Entró un intruso y murió una monja de un susto
El extraño padecía problemas mentales. La religiosa, de 82 años, sufría del corazón. Se asustó mucho, y luego de que se solucionara el problema tuvo una descompensación. El joven entró al hogar, pero sólo se fumó un cigarrillo.
ROCA (AR).- Una monja sufrió una descompensación cardíaca y murió a los pocos minutos de llegar al hospital. El hecho se produjo luego de que un joven con alteraciones mentales, ingresó al hogar ubicado en Santa Cruz y San Luis de Roca y fue retirado por la Policía.
Si bien el intruso fue trasladado a la comisaría 21 y luego entregado a los familiares, no se descarta que el hecho haya influido en el fatal descenlace.
Todo comenzó a las 21 del lunes. Varias religiosas se encontraban en el lugar cuando ingresó una persona de 27 años, identificado como Gerardo Sosa, quien se puso a fumar un cigarrillo en una sala.
Entre las religiosas estaba Belinda Acosta, de 82 años, quien a la postre falleció.

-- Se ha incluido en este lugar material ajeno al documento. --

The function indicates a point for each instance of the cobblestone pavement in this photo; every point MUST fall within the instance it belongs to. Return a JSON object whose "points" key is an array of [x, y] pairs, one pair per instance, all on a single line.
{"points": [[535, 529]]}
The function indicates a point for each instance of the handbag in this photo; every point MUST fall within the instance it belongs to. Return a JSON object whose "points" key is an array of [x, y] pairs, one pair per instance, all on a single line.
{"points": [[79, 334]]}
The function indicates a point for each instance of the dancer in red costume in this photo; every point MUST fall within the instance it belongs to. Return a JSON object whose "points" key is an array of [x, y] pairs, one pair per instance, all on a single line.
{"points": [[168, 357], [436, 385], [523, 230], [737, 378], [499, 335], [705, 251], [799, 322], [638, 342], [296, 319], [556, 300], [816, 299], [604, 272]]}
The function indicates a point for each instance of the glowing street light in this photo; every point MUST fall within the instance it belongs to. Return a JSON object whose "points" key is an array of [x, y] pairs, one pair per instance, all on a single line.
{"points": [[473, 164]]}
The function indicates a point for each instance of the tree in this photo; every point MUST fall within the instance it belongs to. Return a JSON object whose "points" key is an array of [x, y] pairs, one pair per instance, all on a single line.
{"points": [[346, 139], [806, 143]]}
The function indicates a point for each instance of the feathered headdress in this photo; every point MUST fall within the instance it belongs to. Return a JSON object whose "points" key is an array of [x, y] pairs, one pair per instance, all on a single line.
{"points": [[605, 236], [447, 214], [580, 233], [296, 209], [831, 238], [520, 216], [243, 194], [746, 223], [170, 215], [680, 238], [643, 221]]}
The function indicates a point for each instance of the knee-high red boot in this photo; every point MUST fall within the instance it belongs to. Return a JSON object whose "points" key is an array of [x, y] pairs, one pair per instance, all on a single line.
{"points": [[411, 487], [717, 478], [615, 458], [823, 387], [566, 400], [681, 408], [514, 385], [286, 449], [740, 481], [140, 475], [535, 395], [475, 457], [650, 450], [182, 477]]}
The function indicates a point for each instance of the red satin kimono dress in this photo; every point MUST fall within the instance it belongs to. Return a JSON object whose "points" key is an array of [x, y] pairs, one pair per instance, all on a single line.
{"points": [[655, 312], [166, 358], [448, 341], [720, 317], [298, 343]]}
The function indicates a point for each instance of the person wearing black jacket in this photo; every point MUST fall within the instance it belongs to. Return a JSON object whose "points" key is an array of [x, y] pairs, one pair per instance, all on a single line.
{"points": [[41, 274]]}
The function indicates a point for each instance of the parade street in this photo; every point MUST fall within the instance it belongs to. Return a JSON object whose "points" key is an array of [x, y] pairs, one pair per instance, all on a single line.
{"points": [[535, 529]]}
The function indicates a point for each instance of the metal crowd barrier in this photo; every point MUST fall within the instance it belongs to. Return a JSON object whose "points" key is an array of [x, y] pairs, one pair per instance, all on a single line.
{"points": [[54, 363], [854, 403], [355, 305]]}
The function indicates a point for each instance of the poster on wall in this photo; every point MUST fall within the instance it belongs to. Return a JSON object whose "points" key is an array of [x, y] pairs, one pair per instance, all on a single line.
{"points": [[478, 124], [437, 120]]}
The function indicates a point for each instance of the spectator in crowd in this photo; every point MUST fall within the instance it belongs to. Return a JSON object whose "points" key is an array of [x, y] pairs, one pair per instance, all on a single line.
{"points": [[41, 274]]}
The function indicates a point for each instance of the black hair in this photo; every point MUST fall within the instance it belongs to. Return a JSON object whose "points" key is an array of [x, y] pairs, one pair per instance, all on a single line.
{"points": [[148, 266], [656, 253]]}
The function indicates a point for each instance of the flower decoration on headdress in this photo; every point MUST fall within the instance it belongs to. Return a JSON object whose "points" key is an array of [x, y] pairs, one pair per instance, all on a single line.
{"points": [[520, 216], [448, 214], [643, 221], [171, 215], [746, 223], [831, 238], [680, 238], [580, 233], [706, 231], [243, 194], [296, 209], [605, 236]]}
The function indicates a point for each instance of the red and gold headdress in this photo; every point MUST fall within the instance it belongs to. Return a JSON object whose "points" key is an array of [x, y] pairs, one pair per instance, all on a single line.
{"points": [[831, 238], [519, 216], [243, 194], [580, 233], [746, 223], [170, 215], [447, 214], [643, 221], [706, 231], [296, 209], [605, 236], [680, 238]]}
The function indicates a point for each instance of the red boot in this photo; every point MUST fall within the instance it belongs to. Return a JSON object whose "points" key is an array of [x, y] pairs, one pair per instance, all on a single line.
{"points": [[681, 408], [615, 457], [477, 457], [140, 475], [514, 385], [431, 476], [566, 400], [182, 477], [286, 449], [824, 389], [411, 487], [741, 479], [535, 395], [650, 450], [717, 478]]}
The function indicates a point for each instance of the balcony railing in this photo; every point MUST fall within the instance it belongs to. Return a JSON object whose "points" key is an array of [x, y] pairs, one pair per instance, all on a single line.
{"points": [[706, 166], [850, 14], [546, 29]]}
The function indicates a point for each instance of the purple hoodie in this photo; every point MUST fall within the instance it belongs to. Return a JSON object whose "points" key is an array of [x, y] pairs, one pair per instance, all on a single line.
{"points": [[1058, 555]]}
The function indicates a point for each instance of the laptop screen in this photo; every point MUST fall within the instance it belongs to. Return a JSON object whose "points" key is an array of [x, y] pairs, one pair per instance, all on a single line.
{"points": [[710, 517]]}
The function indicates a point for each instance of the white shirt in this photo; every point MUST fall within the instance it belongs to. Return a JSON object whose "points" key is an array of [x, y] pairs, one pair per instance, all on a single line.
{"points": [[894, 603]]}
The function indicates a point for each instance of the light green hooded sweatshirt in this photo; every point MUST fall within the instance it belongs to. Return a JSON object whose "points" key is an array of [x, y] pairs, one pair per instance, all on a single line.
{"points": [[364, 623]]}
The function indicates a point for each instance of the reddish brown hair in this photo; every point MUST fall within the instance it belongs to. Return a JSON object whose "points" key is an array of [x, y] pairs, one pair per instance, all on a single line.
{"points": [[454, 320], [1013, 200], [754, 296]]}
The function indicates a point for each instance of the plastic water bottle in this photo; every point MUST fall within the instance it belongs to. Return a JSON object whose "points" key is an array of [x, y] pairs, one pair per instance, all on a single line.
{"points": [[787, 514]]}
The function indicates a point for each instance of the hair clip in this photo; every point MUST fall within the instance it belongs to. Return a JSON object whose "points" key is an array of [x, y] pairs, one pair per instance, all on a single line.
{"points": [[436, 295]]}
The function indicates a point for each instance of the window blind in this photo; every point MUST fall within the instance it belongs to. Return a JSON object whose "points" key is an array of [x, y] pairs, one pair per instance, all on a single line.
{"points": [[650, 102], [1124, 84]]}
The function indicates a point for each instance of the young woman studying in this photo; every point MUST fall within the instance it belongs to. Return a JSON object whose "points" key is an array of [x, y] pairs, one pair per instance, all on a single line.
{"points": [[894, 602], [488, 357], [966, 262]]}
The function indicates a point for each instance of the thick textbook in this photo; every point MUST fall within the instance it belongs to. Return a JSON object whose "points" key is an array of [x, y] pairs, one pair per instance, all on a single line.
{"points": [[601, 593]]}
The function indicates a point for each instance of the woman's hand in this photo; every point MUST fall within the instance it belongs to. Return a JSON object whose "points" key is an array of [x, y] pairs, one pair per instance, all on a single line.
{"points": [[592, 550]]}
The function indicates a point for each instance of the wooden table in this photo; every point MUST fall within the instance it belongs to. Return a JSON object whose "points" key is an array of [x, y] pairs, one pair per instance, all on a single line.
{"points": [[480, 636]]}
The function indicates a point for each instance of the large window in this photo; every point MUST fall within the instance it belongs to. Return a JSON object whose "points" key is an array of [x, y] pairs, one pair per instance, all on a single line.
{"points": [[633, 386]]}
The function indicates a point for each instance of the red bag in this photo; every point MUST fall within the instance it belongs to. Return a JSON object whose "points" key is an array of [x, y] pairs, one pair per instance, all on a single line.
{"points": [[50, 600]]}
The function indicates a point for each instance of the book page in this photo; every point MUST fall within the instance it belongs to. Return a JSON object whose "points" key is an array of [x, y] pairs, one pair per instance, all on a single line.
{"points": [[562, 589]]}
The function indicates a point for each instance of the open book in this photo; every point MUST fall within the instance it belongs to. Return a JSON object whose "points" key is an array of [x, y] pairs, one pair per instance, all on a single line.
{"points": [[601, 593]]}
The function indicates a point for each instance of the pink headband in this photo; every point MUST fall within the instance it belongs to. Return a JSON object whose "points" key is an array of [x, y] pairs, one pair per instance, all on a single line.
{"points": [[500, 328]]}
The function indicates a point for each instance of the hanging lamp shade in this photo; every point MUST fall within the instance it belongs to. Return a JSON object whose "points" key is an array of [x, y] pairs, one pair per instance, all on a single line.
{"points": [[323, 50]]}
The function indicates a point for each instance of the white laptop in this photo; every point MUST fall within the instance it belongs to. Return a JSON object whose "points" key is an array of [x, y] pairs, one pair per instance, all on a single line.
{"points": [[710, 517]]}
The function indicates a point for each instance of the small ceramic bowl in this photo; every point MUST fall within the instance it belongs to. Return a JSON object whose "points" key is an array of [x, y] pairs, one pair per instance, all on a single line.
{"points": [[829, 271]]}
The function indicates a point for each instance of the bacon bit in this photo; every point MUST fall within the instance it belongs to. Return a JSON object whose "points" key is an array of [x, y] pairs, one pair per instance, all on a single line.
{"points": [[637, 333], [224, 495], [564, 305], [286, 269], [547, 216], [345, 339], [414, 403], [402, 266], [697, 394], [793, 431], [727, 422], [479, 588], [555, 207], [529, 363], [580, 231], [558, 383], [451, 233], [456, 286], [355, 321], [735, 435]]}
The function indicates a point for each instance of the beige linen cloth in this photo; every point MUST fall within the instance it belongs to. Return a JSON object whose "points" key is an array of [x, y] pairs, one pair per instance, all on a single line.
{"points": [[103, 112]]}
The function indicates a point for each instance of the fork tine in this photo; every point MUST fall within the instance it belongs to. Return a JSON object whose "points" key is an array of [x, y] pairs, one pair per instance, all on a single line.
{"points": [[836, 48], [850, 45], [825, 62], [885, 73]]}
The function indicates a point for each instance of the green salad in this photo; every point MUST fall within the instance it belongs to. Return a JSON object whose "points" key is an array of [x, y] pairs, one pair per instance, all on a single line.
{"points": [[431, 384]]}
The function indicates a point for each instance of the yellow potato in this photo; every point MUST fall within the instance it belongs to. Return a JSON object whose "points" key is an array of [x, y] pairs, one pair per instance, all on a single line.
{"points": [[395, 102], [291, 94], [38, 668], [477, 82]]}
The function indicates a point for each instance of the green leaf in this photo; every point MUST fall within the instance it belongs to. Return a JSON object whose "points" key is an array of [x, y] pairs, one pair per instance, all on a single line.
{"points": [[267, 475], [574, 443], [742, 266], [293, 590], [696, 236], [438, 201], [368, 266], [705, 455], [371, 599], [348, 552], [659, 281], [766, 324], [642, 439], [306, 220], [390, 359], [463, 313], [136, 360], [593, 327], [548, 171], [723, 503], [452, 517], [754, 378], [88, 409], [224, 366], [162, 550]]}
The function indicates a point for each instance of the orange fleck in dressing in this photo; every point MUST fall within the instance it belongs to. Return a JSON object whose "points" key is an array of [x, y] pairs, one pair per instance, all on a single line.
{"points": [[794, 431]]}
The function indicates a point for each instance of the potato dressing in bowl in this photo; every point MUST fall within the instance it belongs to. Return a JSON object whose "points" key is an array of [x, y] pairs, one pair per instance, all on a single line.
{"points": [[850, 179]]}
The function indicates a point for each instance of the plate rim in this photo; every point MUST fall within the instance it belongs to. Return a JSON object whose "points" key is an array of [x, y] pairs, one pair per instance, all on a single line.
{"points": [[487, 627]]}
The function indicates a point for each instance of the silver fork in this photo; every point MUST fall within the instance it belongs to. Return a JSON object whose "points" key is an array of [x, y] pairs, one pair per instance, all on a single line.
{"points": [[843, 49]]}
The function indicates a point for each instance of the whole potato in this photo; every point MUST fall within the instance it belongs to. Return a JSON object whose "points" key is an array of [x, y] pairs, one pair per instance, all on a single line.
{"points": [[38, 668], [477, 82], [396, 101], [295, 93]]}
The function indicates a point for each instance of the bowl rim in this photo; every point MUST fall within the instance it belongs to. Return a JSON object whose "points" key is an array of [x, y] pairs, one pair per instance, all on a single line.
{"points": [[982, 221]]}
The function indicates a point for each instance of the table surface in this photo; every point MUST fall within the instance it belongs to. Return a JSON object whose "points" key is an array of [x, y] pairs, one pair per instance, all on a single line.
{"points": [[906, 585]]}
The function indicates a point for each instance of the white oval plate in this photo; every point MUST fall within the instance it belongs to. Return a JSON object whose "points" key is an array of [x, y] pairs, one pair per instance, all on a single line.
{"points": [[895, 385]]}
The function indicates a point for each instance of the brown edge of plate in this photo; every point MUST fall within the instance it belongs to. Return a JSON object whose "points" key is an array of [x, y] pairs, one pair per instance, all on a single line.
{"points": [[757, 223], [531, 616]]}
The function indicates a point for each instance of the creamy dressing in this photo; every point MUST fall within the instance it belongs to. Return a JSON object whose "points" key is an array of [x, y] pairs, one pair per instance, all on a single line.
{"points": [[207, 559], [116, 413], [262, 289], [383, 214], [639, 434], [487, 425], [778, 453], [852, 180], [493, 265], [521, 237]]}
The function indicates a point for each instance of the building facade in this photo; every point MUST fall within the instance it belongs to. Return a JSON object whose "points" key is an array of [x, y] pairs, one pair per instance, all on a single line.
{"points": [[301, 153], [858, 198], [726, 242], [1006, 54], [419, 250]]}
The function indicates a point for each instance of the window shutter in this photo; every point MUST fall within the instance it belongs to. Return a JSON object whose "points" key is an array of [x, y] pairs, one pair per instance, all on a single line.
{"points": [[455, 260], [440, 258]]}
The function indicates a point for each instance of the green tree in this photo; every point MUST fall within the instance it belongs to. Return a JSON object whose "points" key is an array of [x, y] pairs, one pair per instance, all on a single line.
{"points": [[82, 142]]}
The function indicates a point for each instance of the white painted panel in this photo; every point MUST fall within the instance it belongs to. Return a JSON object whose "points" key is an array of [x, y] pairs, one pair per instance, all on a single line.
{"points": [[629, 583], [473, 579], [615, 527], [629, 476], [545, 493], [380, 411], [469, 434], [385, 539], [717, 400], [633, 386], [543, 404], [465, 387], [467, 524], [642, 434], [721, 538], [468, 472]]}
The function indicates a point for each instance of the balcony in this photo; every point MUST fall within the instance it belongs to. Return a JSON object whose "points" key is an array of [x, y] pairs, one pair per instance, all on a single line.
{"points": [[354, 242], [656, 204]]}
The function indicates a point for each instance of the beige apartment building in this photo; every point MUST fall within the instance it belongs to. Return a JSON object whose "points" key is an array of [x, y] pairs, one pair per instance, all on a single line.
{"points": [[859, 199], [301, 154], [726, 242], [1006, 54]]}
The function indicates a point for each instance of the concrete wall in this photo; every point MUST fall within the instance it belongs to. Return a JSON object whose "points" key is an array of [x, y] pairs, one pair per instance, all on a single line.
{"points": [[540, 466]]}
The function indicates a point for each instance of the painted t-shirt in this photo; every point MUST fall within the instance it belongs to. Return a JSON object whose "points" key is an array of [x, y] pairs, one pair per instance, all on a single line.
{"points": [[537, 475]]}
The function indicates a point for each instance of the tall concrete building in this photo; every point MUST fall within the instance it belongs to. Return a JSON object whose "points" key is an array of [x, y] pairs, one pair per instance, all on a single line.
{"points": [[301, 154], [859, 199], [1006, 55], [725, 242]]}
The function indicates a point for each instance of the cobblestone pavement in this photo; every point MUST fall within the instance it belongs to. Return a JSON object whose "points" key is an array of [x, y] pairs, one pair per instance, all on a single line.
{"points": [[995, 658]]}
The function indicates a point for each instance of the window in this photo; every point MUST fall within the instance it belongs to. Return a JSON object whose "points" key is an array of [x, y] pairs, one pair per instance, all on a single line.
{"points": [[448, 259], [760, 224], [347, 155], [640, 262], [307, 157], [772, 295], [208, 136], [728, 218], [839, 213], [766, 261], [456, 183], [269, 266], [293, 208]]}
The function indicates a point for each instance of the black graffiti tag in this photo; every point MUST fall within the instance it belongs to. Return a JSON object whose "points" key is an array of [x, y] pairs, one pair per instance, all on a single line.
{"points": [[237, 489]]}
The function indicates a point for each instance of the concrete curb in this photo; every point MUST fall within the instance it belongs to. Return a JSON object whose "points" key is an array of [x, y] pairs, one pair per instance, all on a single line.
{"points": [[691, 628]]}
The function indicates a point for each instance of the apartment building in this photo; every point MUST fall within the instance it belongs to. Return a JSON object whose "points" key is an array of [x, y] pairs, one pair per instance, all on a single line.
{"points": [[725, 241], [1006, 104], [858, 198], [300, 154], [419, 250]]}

La madre superiora del hogar indicó que Acosta trabajaba allí desde hace aproximadamente 14 años, y que estaba encargada de Cáritas.
«Desde hace un tiempo venía padeciendo con su corazón. Cuando vimos al extraño, se asustó muchísimo. Además ella era muy temerosa, por lo que seguramente este hecho le provocó más tarde la muerte».
En tanto, el joven -que permanecía tranquilo pero que quería acceder a otras dependencias- aseguraba una y otra vez que él era un vampiro. En una de las dependencias a la que quería llegar, se encontraba precisamente Acosta.
La madre superiora le estuvo flanqueando la entrada durante más o menos media hora.
En un momento apareció otra mujer del lugar y dio aviso de lo que ocurría a la policía.
«En ningún momento nos agredió. Sólo nos decía que él era un vampiro. Más adelante nos dijo que si no podía entrar, lo llevemos al hospital. No sabíamos si tenía algún problema o si estaba drogado», manifestó.
Fue entonces cuando llamaron a un taxi para llevarlo al hospital. Pero cuando llegó un móvil, el taxista dijo «a este lo conozco y no lo voy a llevar».
Lo cierto es que al lugar llegaron otros taxistas, y la Policía.
«Prendan las luces»
Cuando los uniformados lo estaban por introducir al patrullero, el joven insistió «prendan más luces, porque en la oscuridad me transformo en un vampiro».
Cuando parecía que todo había vuelto a la normalidad, Belinda Acosta -quien permanecía en su cuarto- se recostó en la cama.
«Me ahogo, me ahogo» repetía la mujer, quien se empezó a agitar mucho.
Inmediatamente se llamó a una ambulancia y se la trasladó al hospital «Francisco López Lima». Sin embargo, Acosta falleció a poco de ingresar a la sala de terapia intensiva.
«Se dio cuenta que se moría, pero estaba muy preparada. Antes de llevarla al hospital me agradeció por todos estos años, me dijo que la despidiera de la gente y que le mandara saludos. A pesar del problema estaba muy fuerte», dijo con mucha angustia la madre superiora.
Ayer, eran muchos los vecinos de la zona norte de la ciudad, que se sorprendieron con la noticia.
Poco a poco se fueron acercando al hogar, donde desde ayer a la mañana se velaban los restos de la infortunada mujer.
A las 17 se realizó una misa, y el entierro fue a las 18.